加えて幸運を呼び、致命的な攻撃が偶然によって回避しやすくなる代わりに、こういう場面で必ず選ばれる不運をも呼ぶという危険にとびこませることで死線を切り抜けさせる本末転倒の能力だった。
「ひーっ!! 俺なんかよりそっちの強そうな人達のほうが──ッ!!」
刺すようなヒソカの視線に、ヨコシマはガタガタ震えながら、人として問題のある台詞を吐いてレオリオのほうを四つん這いのまま指差す。
「なっ!? てめぇ! ……ちっ、いいぜ! 俺もやられっぱなしで逃げれるほど……」
一瞬怒りそうになったレオリオだが、あまりに小者っぽく命乞いをしているヨコシマの姿に憐れみをおぼえ、その怒りをヒソカへとぶつける。
「気ィ長くねーんだよォオ──!!」
「レオリオ!」
クラピカの制止の声があがるのと同時にレオリオが殴りかかり、ヒソカがそっちを向くと同時にヨコシマが動いた。
「今じゃ、くらえぇーい!」
しかし、当然のようにそれを察知したヒソカはオーラを両手にまとったヨコシマの攻撃を余裕で一歩さがってかわす。
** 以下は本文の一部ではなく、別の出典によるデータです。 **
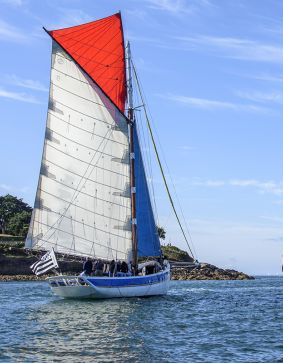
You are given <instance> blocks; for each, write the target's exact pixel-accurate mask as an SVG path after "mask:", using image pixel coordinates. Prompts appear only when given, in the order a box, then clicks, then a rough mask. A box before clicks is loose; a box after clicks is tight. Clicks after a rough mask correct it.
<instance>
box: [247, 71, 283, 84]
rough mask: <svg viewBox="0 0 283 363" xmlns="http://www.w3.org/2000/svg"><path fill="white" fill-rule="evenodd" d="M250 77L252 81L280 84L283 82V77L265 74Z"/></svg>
mask: <svg viewBox="0 0 283 363" xmlns="http://www.w3.org/2000/svg"><path fill="white" fill-rule="evenodd" d="M248 77H249V78H252V79H257V80H259V81H267V82H279V83H282V82H283V75H273V74H267V73H263V74H258V75H254V76H251V75H248Z"/></svg>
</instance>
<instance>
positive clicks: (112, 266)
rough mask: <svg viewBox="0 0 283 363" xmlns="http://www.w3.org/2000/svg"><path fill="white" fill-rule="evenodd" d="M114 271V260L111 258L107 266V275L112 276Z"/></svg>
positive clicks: (113, 272)
mask: <svg viewBox="0 0 283 363" xmlns="http://www.w3.org/2000/svg"><path fill="white" fill-rule="evenodd" d="M114 273H115V261H114V260H112V261H111V262H110V266H109V276H110V277H111V276H114Z"/></svg>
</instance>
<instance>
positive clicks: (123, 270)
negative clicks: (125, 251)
mask: <svg viewBox="0 0 283 363" xmlns="http://www.w3.org/2000/svg"><path fill="white" fill-rule="evenodd" d="M128 271H129V268H128V265H127V263H126V262H125V261H123V262H122V264H121V272H123V273H125V274H126V273H127V272H128Z"/></svg>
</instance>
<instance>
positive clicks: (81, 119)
mask: <svg viewBox="0 0 283 363" xmlns="http://www.w3.org/2000/svg"><path fill="white" fill-rule="evenodd" d="M129 176H130V173H129V139H128V125H127V121H126V118H125V117H124V116H123V115H122V114H121V113H120V112H119V111H118V110H117V109H116V107H115V106H114V105H113V104H112V103H111V102H110V101H109V100H108V99H107V98H106V97H105V96H104V95H103V93H102V92H101V90H100V89H99V88H98V87H97V86H96V85H95V84H94V83H93V82H92V80H91V79H90V78H89V77H88V76H87V75H86V74H85V73H84V72H83V71H81V70H80V68H79V67H78V66H77V65H76V63H75V62H74V61H73V60H72V59H71V58H70V57H69V56H68V55H67V54H66V53H65V52H64V51H63V49H62V48H61V47H60V46H58V45H57V43H56V42H53V49H52V68H51V85H50V95H49V108H48V118H47V125H46V134H45V142H44V150H43V157H42V163H41V170H40V176H39V182H38V189H37V193H36V200H35V205H34V211H33V216H32V220H31V224H30V229H29V233H28V237H27V240H26V247H28V248H33V249H39V250H49V249H50V248H52V247H53V248H54V250H55V251H56V252H60V253H66V254H72V255H77V256H91V257H96V258H102V259H108V260H109V259H123V260H126V259H128V258H129V255H130V253H131V224H130V223H131V222H130V221H131V208H130V207H131V199H130V179H129Z"/></svg>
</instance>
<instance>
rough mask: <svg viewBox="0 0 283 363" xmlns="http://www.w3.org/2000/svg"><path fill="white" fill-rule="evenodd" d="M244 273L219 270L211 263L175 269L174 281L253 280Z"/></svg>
mask: <svg viewBox="0 0 283 363" xmlns="http://www.w3.org/2000/svg"><path fill="white" fill-rule="evenodd" d="M253 279H254V277H253V276H249V275H247V274H245V273H243V272H239V271H235V270H230V269H222V268H218V267H216V266H214V265H211V264H209V263H201V264H200V265H199V266H198V267H191V266H190V267H174V268H173V269H172V280H253Z"/></svg>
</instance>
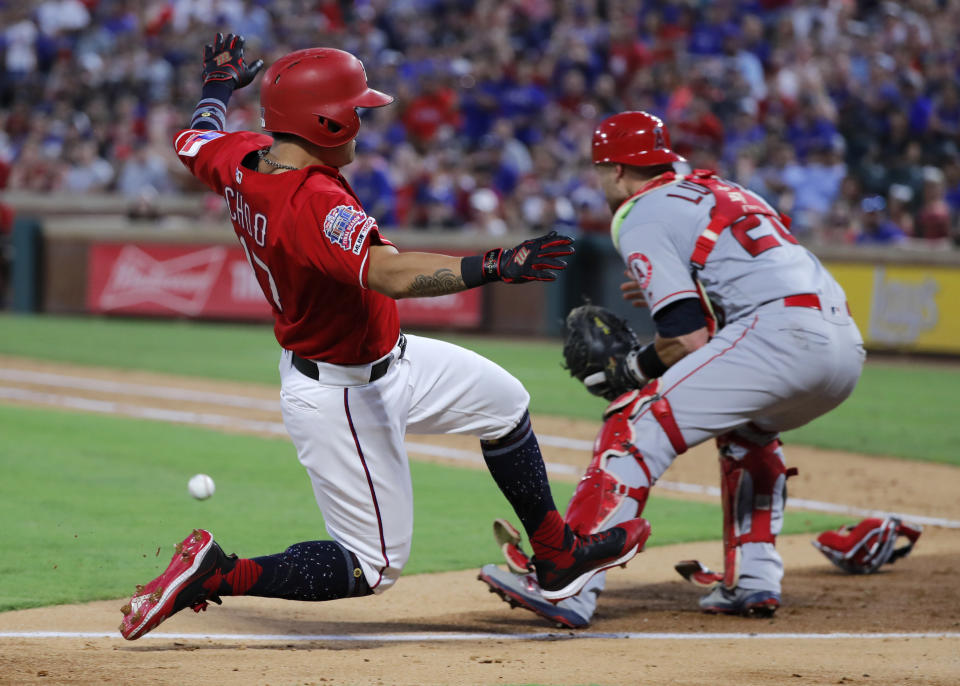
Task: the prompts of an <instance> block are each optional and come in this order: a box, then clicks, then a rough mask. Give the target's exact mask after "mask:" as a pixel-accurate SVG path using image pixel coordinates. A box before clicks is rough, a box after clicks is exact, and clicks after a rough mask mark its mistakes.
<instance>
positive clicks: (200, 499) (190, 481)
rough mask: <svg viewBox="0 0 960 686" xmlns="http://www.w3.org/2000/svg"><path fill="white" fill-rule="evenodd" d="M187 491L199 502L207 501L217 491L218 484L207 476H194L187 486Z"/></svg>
mask: <svg viewBox="0 0 960 686" xmlns="http://www.w3.org/2000/svg"><path fill="white" fill-rule="evenodd" d="M187 490H188V491H190V495H192V496H193V497H194V498H196V499H197V500H206V499H207V498H209V497H210V496H212V495H213V492H214V491H215V490H217V487H216V484H214V483H213V479H211V478H210V477H209V476H207V475H206V474H194V475H193V477H191V479H190V483H188V484H187Z"/></svg>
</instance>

しかし、ヨコシマの攻撃はもとよりヒソカを狙ったものではなかった。
「サイキック、猫だましっ!!」
両手が打ち合わされ、光と音がヒソカの目をくらます。
サイキック、猫だましとは!?
両手に霊波を放出しながら相手の鼻先で手をたたき、目をくらませる栄光の手と呼ばれる能力の応用技の一つだ。
「うおおっ!?」
「くっ!?」
‘念’を覚えたせいか出力を増した光は指向性のある閃光手榴弾のようにヒソカを包み、その向こうにいたレオリオとクラピカまで煽りをくらって顔を覆う。
「今のうちに逃げるぞっ! すぐ回復──」
ヨコシマが叫んで、大回りにヒソカの横を通り過ぎようとしたとき、悲劇は起こる。
「んー、残念♦ もうちょっとだったけど不合格♠」
そういったヒソカの手から放たれた無数のトランプがヨコシマを襲った。
「さよなら、ヨコシマくん♦」
それが、短い戦闘とゲームの終わりを告げる最後の言葉だった。